Updated: Feb 10, 2019
One of the hottest topics in Silicon Valley is “Machine Learning.” It is everywhere. As we wrote in a previous blog post, having a machine learning component to your software is no longer a nice to have, but a must have.
But the idea of machine learning has been around for much longer than most people realize. In 1952 Arthur Samuel, a researcher at IBM, created the first machine learning program using an IBM 701. The program allowed the 701 to learn how to play the game Checkers. The idea that a machine could learn was so revolutionary that IBM’s stock jumped 15% after the program was publicly demonstrated.
Since that simple beginning, machine learning has grown to encompass many types including (but not limited to):
Decision tree learning
Association rule learning
Artificial neural networks
Inductive logic programming
Support vector machines
Similarity and metric learning
Sparse dictionary learning
Rule-based machine learning
Learning classifier systems
Feature selection approach
Each has a specific strength (and weakness) and work better with differing applications.
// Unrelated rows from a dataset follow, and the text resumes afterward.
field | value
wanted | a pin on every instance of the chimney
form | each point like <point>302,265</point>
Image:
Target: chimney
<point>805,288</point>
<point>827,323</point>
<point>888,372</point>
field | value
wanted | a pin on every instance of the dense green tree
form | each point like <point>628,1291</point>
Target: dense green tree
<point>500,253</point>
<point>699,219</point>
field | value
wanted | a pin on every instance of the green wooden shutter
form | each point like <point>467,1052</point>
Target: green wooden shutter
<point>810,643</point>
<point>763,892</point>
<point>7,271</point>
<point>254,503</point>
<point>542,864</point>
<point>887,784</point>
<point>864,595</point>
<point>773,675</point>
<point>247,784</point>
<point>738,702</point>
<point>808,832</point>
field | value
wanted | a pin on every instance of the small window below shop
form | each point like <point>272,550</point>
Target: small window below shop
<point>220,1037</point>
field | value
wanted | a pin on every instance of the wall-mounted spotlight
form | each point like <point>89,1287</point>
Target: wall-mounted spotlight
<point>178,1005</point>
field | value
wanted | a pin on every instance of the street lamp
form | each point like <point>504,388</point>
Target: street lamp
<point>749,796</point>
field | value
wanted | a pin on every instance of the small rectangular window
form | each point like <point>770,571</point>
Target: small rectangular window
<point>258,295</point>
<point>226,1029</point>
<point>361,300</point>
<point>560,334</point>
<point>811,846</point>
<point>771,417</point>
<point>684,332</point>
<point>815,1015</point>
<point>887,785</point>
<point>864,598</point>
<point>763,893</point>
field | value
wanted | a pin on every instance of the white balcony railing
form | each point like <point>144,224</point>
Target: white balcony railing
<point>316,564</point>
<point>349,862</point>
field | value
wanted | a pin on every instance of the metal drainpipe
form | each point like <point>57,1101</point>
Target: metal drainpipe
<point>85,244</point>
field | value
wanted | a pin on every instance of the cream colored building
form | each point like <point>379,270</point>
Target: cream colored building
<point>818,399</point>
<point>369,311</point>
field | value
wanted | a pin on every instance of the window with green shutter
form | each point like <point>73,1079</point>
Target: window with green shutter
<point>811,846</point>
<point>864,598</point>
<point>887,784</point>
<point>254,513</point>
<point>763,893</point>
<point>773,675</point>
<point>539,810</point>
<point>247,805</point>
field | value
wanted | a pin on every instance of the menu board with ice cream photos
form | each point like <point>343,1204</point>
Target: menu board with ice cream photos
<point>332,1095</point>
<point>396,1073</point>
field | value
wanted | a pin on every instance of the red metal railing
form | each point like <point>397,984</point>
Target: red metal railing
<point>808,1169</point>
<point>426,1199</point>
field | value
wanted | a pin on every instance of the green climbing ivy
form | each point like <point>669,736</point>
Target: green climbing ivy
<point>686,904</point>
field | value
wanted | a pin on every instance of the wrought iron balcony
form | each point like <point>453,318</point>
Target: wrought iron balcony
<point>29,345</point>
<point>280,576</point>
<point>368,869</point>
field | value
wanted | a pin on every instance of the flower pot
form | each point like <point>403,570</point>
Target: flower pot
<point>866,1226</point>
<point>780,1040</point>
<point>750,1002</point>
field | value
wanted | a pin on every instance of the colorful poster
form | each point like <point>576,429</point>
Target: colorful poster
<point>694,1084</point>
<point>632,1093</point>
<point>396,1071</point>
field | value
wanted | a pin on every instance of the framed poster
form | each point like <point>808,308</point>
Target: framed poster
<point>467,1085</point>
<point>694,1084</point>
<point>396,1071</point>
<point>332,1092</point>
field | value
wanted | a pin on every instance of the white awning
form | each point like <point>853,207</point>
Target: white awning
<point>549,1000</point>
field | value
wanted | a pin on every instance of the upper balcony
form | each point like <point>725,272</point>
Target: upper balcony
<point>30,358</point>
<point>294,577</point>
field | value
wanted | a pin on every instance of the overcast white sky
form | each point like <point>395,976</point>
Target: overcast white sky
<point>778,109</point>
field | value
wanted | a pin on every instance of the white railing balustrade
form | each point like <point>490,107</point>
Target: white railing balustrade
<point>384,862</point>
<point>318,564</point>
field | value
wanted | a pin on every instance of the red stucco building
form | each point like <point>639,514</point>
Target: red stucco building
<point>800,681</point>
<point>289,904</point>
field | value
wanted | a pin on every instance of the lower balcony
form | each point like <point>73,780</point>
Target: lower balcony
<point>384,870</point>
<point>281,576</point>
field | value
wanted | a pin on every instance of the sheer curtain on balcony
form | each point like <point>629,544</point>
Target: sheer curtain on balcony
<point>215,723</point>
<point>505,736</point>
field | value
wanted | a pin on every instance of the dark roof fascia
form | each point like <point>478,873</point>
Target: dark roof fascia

One of the common machine learning approaches is called “Convolutional Neural Networks” (a type of artificial neural network). Convolutional networks are used in image recognition, video analysis, natural language processing and drug discovery.
CNNs are especially useful in image recognition. But they have a significant problem. CNNs are good at identifying different elements in an image, but they are not able to model spatial relationships internal to the image.
Look at this image. A CNN would be able to identify the mouth, the eyes and the nose, but not the relationship between the elements. Both images are “the same” to a CNN.
The problem is more significant when you want the software to be able recognize items in images from multiple viewpoints, such as recognizing a face from the left side, the right side, the front, from an elevated view point or from below. The human brain can look at the images below and understand that all of them are the Statue of Liberty. But traditional CNNs would fail at this task.
The typical solution to the problem is to increase the size of the training set – add images that show the same thing from many different angles.
In 2017, Geoffrey Hinton, known as the “Godfather of Deep Learning” and a researcher at Goolge Brain published two papers that introduced the concept of a Capsule Network. Without going into great detail, a Capsule Network is a specific type of CNN that adds another layer to the architecture of A CNN.
So why is everyone in the Deep Learning community talking about this? Early prototypes of capsule networks have reduced the error rate by as much as 45% compared to the previous state of the art. Hinton’s papers have triggered a vast amount of additional work and experimentation. There is still much work to be done before Capsule Networks become mainstream, but it is one of the hot topics in Silicon Valley right now.